La capitale gabonaise tourne une page décisive. Réuni en session extraordinaire le 30 avril sous la présidence du maire fraîchement réélu Eugène Mba, le Conseil municipal de Libreville a adopté à l’unanimité le budget primitif 2026, arrêté à 30 milliards de francs CFA. Un vote qui met fin à plusieurs mois de blocage institutionnel et ouvre une nouvelle séquence dans la gestion de la commune la plus peuplée et la plus stratégique du Gabon.
Un budget deux fois refusé, enfin adopté sans réserve
Le chemin qui a conduit à ce vote unanime du conseil municipal de Libreville n’a pas été linéaire. Ce même projet budgétaire avait été initialement rejeté sous la mandature de Pierre Matthieu Obame Etoughe, désormais ex-maire de Libreville. Son retour sur la table du Conseil, dans un contexte politique renouvelé, a permis d’aboutir à une adoption sans réserve ni abstention. Un consensus politique rare dans l’histoire récente de la mairie de Libreville, que les observateurs interprètent comme un signal fort de cohésion autour des priorités de la capitale. « Le budget que nous venons de voter est le reflet de la politique du président de la République, de transformer la ville de Libreville, de la rendre plus moderne, plus agréable, plus aérée », a déclaré Eugène Mba à l’issue de la séance.

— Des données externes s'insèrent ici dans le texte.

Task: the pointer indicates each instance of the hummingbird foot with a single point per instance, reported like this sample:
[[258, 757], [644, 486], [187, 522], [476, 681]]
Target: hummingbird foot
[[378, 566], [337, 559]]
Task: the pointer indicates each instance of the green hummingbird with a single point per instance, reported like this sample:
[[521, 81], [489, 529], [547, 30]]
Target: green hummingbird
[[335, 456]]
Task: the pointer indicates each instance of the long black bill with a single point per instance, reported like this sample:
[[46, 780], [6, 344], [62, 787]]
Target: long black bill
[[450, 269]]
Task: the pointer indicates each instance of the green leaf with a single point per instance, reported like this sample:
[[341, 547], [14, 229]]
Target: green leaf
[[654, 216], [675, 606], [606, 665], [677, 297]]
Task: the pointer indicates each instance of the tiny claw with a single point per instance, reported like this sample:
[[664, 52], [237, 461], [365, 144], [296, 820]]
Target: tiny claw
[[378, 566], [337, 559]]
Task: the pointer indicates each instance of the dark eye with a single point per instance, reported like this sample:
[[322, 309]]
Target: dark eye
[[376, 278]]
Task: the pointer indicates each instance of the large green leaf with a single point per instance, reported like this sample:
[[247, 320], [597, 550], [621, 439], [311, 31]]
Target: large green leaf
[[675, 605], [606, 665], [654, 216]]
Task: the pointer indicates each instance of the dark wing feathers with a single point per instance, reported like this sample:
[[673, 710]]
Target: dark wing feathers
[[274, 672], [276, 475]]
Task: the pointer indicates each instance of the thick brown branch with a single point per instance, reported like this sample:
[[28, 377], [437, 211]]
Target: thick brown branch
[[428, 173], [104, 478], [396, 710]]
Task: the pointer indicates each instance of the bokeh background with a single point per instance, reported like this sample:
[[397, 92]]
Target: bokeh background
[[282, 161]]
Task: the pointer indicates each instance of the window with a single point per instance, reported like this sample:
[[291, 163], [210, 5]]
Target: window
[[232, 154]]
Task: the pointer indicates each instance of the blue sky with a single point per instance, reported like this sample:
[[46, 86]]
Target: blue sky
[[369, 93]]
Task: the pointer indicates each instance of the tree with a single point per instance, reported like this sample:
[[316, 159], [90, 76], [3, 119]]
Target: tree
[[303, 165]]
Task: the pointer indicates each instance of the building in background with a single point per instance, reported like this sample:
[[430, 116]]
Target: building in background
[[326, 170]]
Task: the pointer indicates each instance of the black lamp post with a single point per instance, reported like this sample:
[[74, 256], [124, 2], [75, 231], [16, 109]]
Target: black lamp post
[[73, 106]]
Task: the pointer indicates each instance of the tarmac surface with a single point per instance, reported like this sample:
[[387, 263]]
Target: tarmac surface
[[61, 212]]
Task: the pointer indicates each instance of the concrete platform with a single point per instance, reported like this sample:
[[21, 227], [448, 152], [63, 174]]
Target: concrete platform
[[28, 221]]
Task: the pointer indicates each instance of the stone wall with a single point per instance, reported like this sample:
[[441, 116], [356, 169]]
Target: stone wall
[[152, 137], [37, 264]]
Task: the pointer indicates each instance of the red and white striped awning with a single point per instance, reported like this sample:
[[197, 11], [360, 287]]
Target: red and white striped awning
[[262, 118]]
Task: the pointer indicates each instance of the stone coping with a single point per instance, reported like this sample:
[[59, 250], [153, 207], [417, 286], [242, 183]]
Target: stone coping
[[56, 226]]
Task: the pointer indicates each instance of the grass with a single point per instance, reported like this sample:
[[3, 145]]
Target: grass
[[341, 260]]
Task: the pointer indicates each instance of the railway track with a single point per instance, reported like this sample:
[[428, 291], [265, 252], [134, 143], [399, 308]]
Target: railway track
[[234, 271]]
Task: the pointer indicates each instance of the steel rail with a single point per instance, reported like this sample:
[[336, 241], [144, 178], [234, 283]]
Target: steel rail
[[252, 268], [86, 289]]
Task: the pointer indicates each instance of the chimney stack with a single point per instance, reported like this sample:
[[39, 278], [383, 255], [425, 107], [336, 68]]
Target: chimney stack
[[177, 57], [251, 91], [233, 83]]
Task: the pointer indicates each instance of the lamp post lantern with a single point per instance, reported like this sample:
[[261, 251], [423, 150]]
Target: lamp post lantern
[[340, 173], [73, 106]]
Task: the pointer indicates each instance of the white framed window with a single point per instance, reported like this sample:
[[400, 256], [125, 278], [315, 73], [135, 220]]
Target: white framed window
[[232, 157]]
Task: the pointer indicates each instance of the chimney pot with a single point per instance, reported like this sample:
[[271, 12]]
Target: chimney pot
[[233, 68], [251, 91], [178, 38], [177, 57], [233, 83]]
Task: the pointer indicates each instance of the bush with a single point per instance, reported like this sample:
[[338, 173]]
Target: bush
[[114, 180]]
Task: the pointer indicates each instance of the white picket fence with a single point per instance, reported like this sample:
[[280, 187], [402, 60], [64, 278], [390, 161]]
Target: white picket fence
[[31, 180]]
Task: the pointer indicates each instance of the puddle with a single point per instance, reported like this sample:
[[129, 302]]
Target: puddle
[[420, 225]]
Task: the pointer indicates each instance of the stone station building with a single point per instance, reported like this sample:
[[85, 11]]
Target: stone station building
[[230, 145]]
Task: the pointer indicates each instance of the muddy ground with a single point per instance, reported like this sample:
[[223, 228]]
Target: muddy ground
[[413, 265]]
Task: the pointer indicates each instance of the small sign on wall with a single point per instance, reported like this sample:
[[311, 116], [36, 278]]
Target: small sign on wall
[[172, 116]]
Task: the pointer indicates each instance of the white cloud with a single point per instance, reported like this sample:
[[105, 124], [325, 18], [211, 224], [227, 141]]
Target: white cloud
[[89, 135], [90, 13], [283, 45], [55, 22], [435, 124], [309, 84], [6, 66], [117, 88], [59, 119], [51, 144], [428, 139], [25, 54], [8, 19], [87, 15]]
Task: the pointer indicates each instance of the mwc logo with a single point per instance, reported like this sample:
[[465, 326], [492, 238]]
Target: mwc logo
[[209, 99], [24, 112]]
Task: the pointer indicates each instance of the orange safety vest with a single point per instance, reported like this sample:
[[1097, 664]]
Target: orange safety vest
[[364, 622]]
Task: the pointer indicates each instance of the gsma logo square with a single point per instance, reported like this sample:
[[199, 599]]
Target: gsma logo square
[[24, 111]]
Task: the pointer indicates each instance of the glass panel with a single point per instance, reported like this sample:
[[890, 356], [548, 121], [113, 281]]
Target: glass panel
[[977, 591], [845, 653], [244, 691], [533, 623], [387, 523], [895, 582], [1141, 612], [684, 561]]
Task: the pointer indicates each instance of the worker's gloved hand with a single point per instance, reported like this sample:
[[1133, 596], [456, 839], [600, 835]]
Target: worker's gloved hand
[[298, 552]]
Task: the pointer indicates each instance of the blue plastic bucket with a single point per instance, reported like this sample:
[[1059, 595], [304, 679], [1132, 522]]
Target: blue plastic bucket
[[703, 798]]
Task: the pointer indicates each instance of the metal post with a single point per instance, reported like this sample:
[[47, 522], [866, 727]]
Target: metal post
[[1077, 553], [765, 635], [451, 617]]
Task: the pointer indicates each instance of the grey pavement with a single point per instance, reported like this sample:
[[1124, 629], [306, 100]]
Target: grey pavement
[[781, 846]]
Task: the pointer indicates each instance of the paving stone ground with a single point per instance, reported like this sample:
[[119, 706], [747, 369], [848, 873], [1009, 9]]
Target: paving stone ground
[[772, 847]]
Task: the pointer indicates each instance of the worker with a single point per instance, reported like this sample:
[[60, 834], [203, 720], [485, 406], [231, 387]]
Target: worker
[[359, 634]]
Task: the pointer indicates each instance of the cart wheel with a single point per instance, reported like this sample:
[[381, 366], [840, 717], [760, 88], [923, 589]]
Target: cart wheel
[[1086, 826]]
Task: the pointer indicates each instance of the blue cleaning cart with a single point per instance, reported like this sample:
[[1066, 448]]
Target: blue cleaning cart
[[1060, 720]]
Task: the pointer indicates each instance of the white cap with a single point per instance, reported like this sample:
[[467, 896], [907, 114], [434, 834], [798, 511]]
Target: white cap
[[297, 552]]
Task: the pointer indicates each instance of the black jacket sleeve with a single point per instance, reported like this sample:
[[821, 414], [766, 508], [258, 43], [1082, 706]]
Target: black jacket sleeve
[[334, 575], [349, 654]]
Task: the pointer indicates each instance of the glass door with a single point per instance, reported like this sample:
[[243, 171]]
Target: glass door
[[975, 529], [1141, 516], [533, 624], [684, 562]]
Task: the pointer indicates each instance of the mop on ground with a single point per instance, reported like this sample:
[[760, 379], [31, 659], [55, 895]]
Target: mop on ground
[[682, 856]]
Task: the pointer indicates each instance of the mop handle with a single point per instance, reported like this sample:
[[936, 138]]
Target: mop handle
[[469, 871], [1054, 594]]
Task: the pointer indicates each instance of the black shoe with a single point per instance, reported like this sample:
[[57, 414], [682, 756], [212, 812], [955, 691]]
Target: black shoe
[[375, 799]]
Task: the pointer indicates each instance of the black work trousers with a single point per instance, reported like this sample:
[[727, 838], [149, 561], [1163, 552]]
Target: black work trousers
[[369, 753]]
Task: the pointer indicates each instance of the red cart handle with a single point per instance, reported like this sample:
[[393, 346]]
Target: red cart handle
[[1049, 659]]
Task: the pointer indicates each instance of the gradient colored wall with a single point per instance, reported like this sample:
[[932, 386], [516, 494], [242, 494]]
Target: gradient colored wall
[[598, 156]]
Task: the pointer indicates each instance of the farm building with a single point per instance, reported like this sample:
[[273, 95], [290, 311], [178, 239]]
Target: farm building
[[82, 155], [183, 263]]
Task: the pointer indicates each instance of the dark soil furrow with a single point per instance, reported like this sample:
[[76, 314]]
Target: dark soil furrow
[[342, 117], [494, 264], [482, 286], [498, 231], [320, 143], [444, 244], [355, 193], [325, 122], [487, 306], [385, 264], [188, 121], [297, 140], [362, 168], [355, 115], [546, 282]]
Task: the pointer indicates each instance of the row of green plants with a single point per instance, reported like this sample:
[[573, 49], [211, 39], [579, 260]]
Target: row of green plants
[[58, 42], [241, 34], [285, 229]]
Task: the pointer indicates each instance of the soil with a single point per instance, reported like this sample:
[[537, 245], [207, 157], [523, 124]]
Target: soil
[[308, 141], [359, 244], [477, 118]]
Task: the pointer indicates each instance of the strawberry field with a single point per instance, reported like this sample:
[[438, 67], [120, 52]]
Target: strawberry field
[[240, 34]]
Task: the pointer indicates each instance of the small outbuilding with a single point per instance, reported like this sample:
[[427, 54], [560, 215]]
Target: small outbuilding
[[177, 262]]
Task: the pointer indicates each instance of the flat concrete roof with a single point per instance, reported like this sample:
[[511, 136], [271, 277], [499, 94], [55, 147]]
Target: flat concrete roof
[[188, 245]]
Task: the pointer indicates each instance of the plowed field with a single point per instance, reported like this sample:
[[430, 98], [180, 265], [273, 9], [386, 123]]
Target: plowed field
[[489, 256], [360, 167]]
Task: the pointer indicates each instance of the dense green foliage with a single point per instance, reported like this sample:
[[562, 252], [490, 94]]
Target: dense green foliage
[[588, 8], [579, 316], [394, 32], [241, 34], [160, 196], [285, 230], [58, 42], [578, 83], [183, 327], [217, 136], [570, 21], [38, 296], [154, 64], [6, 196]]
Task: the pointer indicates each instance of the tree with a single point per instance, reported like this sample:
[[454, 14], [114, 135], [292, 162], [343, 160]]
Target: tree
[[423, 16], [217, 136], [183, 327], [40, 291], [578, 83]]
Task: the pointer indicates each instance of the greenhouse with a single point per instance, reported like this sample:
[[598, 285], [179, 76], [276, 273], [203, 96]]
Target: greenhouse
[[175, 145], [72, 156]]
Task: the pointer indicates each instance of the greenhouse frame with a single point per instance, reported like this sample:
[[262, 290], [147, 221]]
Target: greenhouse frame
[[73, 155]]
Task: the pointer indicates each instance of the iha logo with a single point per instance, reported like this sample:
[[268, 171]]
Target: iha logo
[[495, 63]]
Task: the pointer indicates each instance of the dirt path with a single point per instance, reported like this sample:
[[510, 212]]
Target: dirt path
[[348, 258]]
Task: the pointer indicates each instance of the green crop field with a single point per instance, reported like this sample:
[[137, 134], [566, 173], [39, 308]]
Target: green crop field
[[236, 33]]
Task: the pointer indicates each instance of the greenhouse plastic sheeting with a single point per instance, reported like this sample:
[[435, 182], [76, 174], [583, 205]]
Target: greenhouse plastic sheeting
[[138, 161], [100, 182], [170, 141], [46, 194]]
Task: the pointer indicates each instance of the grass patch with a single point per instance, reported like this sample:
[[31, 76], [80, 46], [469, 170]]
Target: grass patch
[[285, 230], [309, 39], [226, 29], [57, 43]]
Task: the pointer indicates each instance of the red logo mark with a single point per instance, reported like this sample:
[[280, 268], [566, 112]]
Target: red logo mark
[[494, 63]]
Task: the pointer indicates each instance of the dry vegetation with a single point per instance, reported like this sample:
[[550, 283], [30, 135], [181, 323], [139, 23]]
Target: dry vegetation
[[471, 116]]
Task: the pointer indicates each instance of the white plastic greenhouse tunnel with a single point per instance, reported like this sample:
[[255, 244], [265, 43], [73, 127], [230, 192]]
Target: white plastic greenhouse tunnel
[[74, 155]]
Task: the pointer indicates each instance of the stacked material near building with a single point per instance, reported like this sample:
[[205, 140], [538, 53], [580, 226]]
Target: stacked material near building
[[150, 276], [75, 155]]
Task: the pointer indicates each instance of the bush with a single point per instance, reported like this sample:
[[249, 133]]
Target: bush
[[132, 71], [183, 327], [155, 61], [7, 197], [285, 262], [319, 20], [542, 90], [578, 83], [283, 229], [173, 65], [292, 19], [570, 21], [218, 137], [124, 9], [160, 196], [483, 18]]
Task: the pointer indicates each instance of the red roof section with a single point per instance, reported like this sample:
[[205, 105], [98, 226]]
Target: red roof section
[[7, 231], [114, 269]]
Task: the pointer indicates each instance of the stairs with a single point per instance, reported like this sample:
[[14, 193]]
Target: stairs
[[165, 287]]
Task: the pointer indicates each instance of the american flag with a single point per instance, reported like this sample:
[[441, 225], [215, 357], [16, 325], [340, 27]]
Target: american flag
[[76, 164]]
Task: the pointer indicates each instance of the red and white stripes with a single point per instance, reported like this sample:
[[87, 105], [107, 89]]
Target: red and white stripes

Digitalisation en priorité, arrondissements renforcés : les axes stratégiques
Concrètement, ce budget de 30 milliards traduit une ambition de gouvernance structurée, orientée vers des résultats tangibles. Premier axe affiché par le maire : la digitalisation des services administratifs municipaux. « La première action, c’est de digitaliser les services administratifs », a martelé Eugène Mba, convaincu que cette modernisation permettra d’optimiser la mobilisation des recettes fiscales et de garantir un financement durable des investissements à venir.
En parallèle, les résolutions de la session prévoient un renforcement significatif des moyens alloués aux mairies d’arrondissement, dont les besoins en matière de voirie, d’éclairage, d’hygiène et de gestion urbaine restent considérables. « C’est d’abord une réponse aux préoccupations des maires d’arrondissement », a précisé Eugène Mba, soulignant la nécessité de doter ces entités de ressources suffisantes pour répondre efficacement aux attentes des citoyens de proximité.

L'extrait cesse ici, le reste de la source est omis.